How do you develop accountability?
  • In a conventional Elder situation, you will get to moments where there’s a need for a judgment call where it’s not clear if it’s an Elder decision or a leadership decision.
  • Through policy governance, we try to make it blindingly clear who’s responsible for making key decisions.
In the past you’ve said, “the  way I was doing the work of God was destroying the work of God in me.” What advice would you give or what have you learned?
  • Are we merely trying to survive something?
  • Do you want to be someone who is breathless and exhausted most of the time?
  • Or do you want to be someone who takes discipleship holistically…a body, marriage, life, children, finances, friendships, etc that all honor God.
  • Who’s job is it for you to thrive before God?
  • It is YOUR job.
  • If you are exhausted and cranky most of the time, it’s your job to fix it.
  • If you are consistently irritable, over-eating or over-spending… if there are patterns repeated in your life, someone needs to take responsibility.
  • Something is driving something.
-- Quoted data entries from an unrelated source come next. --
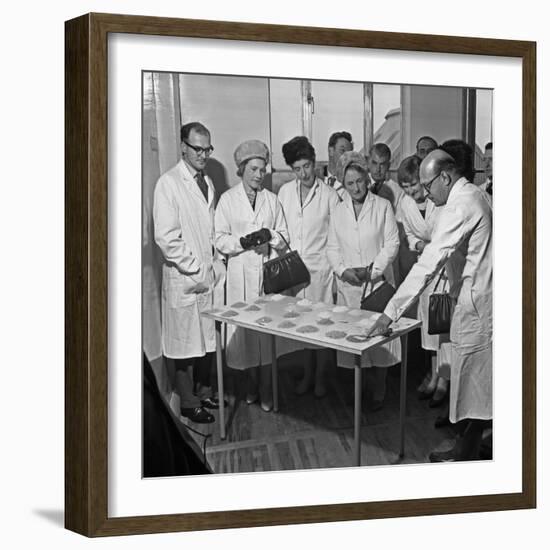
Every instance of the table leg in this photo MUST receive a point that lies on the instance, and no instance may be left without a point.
(274, 376)
(219, 370)
(403, 395)
(357, 414)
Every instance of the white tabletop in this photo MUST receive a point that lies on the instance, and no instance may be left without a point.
(331, 326)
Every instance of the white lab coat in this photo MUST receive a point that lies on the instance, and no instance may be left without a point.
(464, 225)
(337, 186)
(372, 238)
(308, 227)
(192, 275)
(391, 191)
(235, 219)
(418, 228)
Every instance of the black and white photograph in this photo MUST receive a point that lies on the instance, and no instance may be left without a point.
(317, 274)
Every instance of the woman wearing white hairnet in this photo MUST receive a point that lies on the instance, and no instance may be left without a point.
(249, 225)
(363, 231)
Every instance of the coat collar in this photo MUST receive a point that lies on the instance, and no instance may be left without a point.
(190, 182)
(314, 189)
(367, 205)
(457, 187)
(260, 198)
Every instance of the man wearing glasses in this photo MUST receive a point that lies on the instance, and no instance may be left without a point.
(183, 214)
(464, 228)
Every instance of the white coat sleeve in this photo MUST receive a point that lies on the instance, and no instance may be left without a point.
(279, 228)
(168, 233)
(389, 251)
(450, 230)
(226, 242)
(334, 250)
(412, 239)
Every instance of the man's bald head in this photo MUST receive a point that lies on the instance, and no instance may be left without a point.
(438, 175)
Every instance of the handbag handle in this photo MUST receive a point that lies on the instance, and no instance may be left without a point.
(439, 279)
(285, 241)
(367, 281)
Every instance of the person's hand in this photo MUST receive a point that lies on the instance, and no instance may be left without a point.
(350, 276)
(361, 273)
(420, 246)
(381, 327)
(260, 237)
(247, 242)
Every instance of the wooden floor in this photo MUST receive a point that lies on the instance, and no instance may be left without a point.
(318, 433)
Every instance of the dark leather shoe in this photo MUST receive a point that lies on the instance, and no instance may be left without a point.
(197, 414)
(437, 402)
(443, 456)
(376, 405)
(442, 421)
(213, 403)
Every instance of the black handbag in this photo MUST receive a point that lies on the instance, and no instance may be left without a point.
(440, 309)
(378, 299)
(284, 272)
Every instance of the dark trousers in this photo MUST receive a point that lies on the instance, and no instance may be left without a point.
(191, 372)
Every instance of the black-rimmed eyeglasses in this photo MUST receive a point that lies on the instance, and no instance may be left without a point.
(428, 186)
(206, 151)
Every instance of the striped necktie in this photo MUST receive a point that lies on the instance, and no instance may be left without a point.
(203, 186)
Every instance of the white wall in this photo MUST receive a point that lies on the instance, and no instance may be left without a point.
(32, 234)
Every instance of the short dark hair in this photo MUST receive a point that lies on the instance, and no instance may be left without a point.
(408, 169)
(197, 126)
(298, 148)
(337, 135)
(381, 149)
(463, 156)
(447, 164)
(430, 138)
(355, 166)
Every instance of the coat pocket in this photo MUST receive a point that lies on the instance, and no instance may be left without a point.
(468, 328)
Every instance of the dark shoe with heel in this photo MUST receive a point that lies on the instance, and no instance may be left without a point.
(213, 403)
(197, 414)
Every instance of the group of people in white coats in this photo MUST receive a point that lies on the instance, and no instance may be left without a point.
(339, 226)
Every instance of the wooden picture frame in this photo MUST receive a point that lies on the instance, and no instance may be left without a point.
(86, 280)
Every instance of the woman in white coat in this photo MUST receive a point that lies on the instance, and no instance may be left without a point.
(308, 204)
(249, 225)
(418, 216)
(363, 231)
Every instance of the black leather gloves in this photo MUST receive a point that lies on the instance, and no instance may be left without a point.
(256, 238)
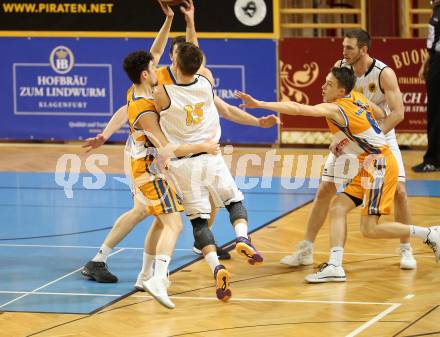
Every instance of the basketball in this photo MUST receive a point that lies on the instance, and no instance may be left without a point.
(171, 2)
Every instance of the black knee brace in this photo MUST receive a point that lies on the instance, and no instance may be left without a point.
(202, 234)
(236, 211)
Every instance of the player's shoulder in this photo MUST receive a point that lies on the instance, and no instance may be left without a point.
(139, 104)
(378, 64)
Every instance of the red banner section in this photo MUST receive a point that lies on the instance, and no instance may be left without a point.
(305, 62)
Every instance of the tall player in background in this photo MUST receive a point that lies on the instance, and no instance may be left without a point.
(378, 83)
(351, 117)
(166, 75)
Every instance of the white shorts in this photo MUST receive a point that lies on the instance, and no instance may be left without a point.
(394, 147)
(198, 177)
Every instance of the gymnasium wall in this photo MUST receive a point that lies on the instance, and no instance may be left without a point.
(61, 62)
(68, 88)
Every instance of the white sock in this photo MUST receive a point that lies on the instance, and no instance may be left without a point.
(419, 232)
(147, 264)
(336, 254)
(161, 263)
(103, 254)
(241, 229)
(308, 244)
(212, 260)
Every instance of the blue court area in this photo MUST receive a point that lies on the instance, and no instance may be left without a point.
(46, 237)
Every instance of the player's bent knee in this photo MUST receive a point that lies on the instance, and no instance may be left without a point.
(326, 190)
(368, 232)
(400, 195)
(236, 211)
(202, 234)
(140, 213)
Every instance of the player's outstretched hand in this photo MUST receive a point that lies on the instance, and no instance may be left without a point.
(187, 9)
(211, 147)
(268, 121)
(249, 101)
(166, 9)
(94, 143)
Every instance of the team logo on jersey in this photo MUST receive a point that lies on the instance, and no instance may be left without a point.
(61, 60)
(250, 12)
(293, 82)
(372, 87)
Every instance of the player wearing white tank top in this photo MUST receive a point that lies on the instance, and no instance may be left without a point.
(378, 83)
(188, 114)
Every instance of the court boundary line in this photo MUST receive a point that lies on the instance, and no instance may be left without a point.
(374, 320)
(422, 255)
(204, 298)
(49, 283)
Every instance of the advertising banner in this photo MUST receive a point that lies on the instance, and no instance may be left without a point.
(67, 89)
(87, 18)
(305, 62)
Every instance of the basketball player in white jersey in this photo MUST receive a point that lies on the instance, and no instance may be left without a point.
(127, 221)
(188, 114)
(351, 119)
(378, 83)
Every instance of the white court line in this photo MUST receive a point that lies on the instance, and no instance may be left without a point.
(197, 298)
(189, 249)
(48, 284)
(374, 320)
(79, 247)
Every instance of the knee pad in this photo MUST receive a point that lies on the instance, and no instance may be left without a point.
(202, 234)
(236, 211)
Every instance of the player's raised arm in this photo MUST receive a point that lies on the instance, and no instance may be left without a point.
(393, 96)
(239, 116)
(327, 110)
(160, 41)
(188, 11)
(118, 120)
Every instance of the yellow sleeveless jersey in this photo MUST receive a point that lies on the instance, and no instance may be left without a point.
(148, 182)
(360, 127)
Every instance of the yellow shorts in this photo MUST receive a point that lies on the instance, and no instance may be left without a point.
(155, 191)
(376, 184)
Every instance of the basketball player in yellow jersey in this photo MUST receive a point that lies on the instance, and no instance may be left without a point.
(378, 83)
(166, 75)
(351, 116)
(159, 197)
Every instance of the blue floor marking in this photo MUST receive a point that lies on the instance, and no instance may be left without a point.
(31, 204)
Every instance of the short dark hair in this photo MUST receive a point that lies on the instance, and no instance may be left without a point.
(176, 41)
(362, 36)
(189, 58)
(345, 77)
(135, 63)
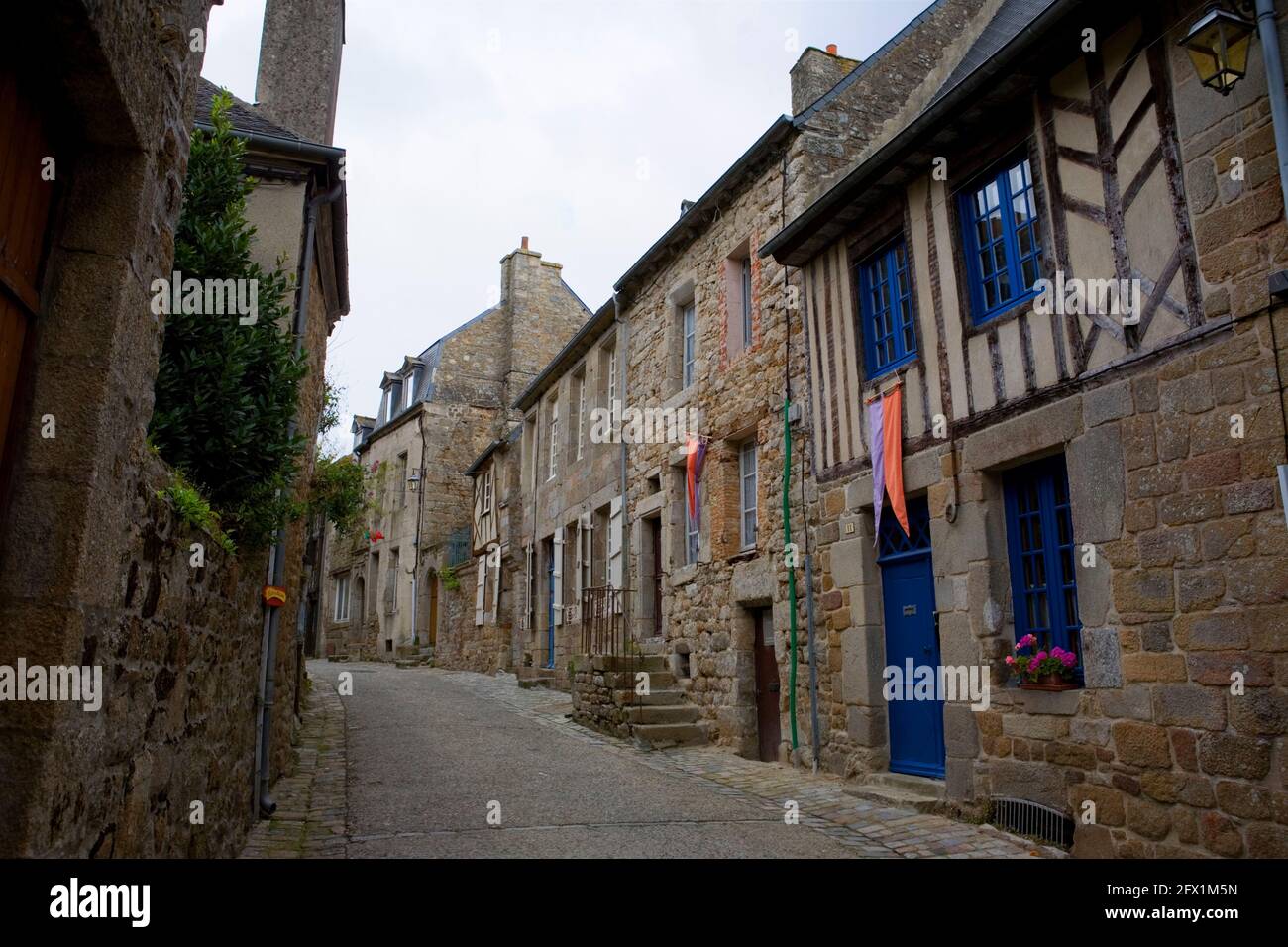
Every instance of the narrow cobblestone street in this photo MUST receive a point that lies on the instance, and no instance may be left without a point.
(411, 764)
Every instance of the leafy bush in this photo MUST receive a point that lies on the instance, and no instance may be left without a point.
(191, 508)
(450, 579)
(226, 392)
(338, 491)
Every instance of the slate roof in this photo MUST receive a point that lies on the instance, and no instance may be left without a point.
(1012, 17)
(244, 115)
(1004, 38)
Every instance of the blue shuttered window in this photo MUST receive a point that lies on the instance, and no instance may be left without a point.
(1004, 253)
(1039, 543)
(885, 307)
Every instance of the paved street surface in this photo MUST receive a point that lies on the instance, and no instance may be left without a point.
(429, 753)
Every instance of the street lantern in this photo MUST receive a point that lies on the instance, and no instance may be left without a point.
(1218, 44)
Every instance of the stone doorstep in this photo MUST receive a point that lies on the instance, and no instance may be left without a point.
(662, 735)
(661, 712)
(626, 698)
(918, 792)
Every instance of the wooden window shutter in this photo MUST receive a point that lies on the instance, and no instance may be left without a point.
(496, 589)
(614, 547)
(558, 577)
(478, 509)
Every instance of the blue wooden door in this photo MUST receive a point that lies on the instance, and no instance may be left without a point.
(909, 595)
(550, 611)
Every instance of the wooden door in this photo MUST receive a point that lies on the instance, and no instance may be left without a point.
(768, 690)
(25, 198)
(433, 609)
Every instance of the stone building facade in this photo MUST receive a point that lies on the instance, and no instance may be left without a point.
(1106, 482)
(404, 583)
(704, 334)
(97, 570)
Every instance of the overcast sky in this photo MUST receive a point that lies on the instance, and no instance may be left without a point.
(580, 124)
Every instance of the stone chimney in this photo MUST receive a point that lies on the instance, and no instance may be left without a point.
(299, 64)
(815, 72)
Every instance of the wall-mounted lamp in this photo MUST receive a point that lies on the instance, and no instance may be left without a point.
(1218, 44)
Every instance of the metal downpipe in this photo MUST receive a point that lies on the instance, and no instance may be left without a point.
(277, 560)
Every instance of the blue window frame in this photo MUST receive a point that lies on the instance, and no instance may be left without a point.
(1004, 248)
(885, 304)
(1039, 543)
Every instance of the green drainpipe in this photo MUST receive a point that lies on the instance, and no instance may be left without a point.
(791, 570)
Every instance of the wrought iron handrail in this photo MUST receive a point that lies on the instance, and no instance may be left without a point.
(603, 626)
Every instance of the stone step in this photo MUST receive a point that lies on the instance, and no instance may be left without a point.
(901, 789)
(528, 673)
(666, 712)
(653, 664)
(660, 735)
(625, 681)
(655, 697)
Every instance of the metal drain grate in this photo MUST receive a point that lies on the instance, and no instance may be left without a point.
(1037, 821)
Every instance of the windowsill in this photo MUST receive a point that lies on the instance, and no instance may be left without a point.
(1013, 309)
(893, 368)
(683, 575)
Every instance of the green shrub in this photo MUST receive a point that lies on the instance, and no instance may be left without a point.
(192, 509)
(226, 393)
(339, 492)
(450, 581)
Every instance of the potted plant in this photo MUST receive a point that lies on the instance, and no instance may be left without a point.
(1042, 671)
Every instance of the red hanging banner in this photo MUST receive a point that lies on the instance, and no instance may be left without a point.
(892, 432)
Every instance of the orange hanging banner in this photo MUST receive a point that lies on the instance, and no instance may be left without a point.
(892, 434)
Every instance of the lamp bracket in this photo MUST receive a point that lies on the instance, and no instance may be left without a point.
(1243, 8)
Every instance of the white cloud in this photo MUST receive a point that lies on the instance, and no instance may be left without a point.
(463, 140)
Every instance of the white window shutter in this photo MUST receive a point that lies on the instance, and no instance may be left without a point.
(478, 506)
(527, 586)
(578, 564)
(496, 589)
(558, 577)
(614, 545)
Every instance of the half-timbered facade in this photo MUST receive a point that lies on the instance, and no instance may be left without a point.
(1060, 261)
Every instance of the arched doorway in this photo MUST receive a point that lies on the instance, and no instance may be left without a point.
(357, 615)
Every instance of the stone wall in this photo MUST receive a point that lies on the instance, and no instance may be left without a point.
(1177, 736)
(179, 654)
(121, 89)
(595, 684)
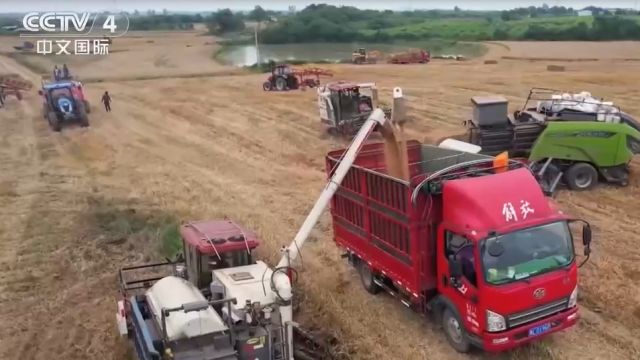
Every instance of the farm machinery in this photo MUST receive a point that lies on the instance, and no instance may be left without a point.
(570, 139)
(13, 84)
(344, 106)
(283, 77)
(412, 56)
(64, 101)
(362, 56)
(218, 302)
(468, 239)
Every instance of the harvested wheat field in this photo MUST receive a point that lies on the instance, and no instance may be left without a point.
(77, 205)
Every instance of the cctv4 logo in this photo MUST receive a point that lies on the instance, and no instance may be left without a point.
(63, 22)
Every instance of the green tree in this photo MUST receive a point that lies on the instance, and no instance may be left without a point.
(224, 21)
(258, 14)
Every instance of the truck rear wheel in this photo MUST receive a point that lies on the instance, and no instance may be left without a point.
(54, 122)
(455, 332)
(366, 277)
(581, 176)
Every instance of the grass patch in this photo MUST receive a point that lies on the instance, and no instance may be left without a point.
(170, 240)
(142, 229)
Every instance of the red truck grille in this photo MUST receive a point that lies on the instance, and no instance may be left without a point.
(536, 313)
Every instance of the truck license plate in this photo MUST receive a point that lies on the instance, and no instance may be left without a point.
(540, 329)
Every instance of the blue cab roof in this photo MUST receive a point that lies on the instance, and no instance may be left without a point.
(57, 85)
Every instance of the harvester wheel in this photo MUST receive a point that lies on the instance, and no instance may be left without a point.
(281, 84)
(455, 332)
(581, 176)
(366, 276)
(54, 122)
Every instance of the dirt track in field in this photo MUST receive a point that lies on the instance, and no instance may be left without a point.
(213, 147)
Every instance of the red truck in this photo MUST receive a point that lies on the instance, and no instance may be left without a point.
(470, 241)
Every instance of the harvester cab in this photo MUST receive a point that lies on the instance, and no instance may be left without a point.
(570, 139)
(359, 56)
(344, 106)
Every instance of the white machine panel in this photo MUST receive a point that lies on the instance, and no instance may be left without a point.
(172, 292)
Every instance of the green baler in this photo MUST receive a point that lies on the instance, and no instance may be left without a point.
(578, 152)
(586, 151)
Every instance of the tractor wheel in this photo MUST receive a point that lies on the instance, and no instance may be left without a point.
(281, 84)
(54, 122)
(455, 332)
(581, 176)
(366, 276)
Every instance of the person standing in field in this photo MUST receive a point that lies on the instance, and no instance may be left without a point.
(65, 72)
(56, 73)
(106, 100)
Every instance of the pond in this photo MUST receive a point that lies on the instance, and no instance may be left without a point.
(245, 55)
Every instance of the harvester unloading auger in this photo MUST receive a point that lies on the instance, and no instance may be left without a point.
(221, 303)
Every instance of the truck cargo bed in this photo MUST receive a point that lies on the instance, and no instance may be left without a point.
(374, 217)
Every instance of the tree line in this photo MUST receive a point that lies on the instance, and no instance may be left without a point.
(327, 23)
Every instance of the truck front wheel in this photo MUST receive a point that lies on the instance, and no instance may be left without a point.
(581, 176)
(366, 276)
(454, 331)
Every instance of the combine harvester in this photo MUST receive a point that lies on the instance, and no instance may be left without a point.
(573, 139)
(412, 56)
(223, 304)
(283, 77)
(345, 106)
(362, 56)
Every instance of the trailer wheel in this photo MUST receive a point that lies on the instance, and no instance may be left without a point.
(366, 277)
(581, 176)
(455, 332)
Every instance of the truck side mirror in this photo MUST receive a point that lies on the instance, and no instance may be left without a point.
(455, 268)
(586, 239)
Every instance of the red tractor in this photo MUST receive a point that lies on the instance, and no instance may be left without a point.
(283, 77)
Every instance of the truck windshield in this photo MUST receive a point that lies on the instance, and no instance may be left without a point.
(527, 253)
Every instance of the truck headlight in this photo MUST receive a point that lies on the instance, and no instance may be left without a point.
(495, 322)
(573, 299)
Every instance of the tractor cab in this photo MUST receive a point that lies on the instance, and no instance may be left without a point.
(213, 245)
(345, 106)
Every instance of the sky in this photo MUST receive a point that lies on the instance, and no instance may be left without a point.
(211, 5)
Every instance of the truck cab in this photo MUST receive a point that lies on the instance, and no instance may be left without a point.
(468, 237)
(506, 261)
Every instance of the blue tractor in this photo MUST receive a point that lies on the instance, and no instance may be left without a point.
(64, 101)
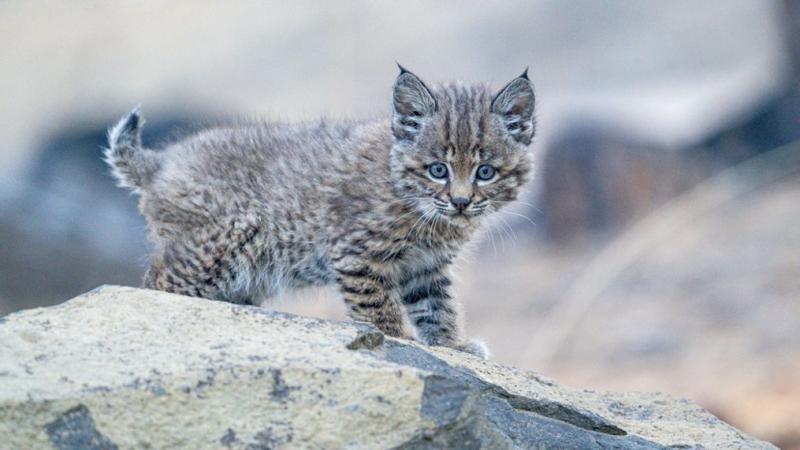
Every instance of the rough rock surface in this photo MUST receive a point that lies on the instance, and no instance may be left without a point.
(128, 368)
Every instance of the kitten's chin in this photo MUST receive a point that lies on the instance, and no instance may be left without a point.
(463, 220)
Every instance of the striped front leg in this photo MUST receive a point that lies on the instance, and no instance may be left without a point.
(428, 299)
(370, 297)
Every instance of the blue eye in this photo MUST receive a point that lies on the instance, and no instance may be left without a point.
(438, 170)
(485, 172)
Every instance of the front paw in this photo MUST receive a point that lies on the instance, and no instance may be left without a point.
(475, 347)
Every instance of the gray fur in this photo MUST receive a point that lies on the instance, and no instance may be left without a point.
(241, 212)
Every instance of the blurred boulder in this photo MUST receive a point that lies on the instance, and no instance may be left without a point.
(65, 226)
(596, 178)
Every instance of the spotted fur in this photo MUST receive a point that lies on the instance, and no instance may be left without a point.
(241, 212)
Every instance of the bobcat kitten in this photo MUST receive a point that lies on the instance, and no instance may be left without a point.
(380, 208)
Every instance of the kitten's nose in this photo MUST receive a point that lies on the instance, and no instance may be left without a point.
(460, 203)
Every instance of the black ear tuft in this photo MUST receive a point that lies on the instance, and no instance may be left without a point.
(515, 105)
(413, 105)
(402, 69)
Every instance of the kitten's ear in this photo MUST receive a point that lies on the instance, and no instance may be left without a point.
(514, 104)
(413, 104)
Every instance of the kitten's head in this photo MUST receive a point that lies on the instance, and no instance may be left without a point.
(460, 151)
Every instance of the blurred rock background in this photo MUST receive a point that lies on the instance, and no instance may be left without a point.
(657, 249)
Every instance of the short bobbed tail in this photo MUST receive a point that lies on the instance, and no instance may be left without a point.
(132, 165)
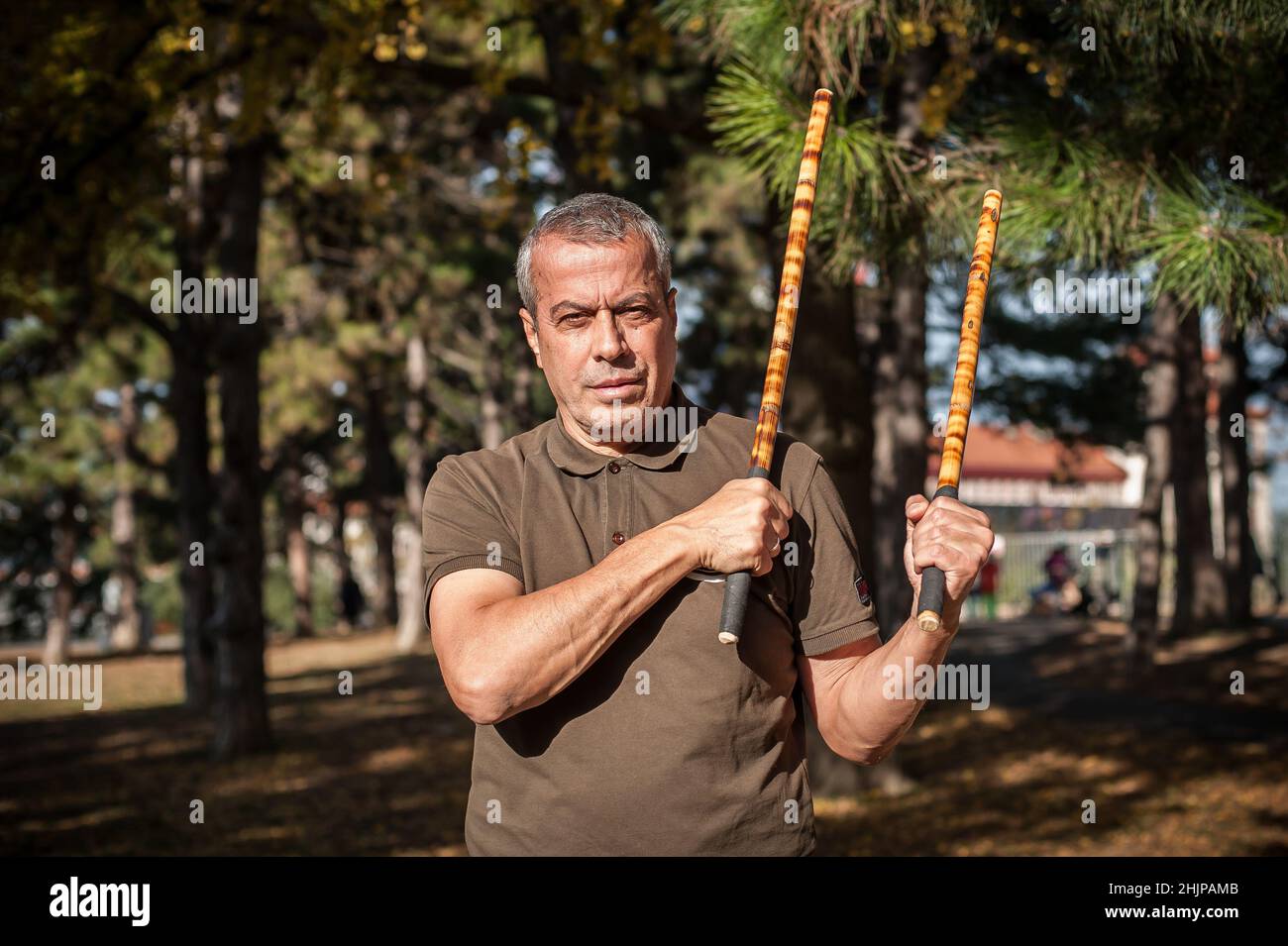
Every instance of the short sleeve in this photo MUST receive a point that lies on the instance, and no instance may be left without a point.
(831, 605)
(463, 528)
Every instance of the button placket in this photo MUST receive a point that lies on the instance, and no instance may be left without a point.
(619, 502)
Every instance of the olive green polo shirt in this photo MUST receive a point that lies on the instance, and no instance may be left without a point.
(671, 743)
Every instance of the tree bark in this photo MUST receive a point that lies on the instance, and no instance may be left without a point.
(296, 542)
(1160, 400)
(411, 619)
(900, 426)
(377, 478)
(1199, 583)
(241, 704)
(189, 408)
(127, 631)
(1233, 439)
(59, 628)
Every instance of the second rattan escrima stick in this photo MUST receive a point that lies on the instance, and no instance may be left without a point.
(930, 602)
(738, 585)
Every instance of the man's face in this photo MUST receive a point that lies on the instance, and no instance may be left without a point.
(604, 330)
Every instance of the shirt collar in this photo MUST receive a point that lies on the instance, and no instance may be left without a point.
(578, 459)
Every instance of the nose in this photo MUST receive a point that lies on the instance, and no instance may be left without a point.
(608, 344)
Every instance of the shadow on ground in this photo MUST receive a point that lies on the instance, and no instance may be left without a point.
(1175, 764)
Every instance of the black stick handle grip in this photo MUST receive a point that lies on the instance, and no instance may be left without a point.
(737, 588)
(930, 610)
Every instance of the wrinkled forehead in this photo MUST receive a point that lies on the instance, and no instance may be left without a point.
(593, 271)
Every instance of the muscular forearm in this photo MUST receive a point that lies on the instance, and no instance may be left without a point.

You’ve got to look under the hood.
  • Christian counseling can help immensely.
  • Ministers need counselors.
  • There’s a reason why you are the way that you are.
  • The Discipline of Replenishment – what is your strategy for replenishment.
  • You need a daily, weekly, monthly and yearly strategy for replenishment.
  • How do you stay replenished most of the time.
  • When you are finally at the place of total depletion that’s when you freshly realize it’s your job to fix it.
  • Put your replenishment strategy together when you are quasi-normal.
What are you most excited about in the next generation? What are you concerned about?
  • It’s innate in them to be missional.
  • We used to have to do whole series to get an average Christian to think about the poor or to become active in some way to overcome some injustice.
  • It used to be hard work to convert people to a conscious of combating injustice.
  • They’ve got mission all over them.
  • They feel it… it’s in them.
  • I celebrate that more than you know.
  • That’s a huge change from the day I was first starting out.
  • What I get a little concerned about is the theology of a lot of young pastors.
  • There’s such odd varieties of theologies out there these days… everyone that has a blog can have one.
  • There’s a piecemeal, call-it-what-you-will, name-it-what-you-want theology that is not coherent and is not consistent with the New Testament.
  • There is a need for theological rigor, inspection and reflection.
  • What’s your message?
  • What 5 words get to the core of the Christian message you are trying to communicate?
    • Love – God is recklessly in love with us.
    • Evil – there is evil loose in the world and inside of all of us.
    • Remedy – CHRIST!
    • Choice – we have a choice to make.
    • Restoration
  • I have no use for the cheap theology that says we are here just to save people.
  • We are restored and are called to join God in His work of restoring the world
  • I’m concerned about the level of clarity that young leaders have with their message.
  • We need to get words on the table to decide what language we are going to use.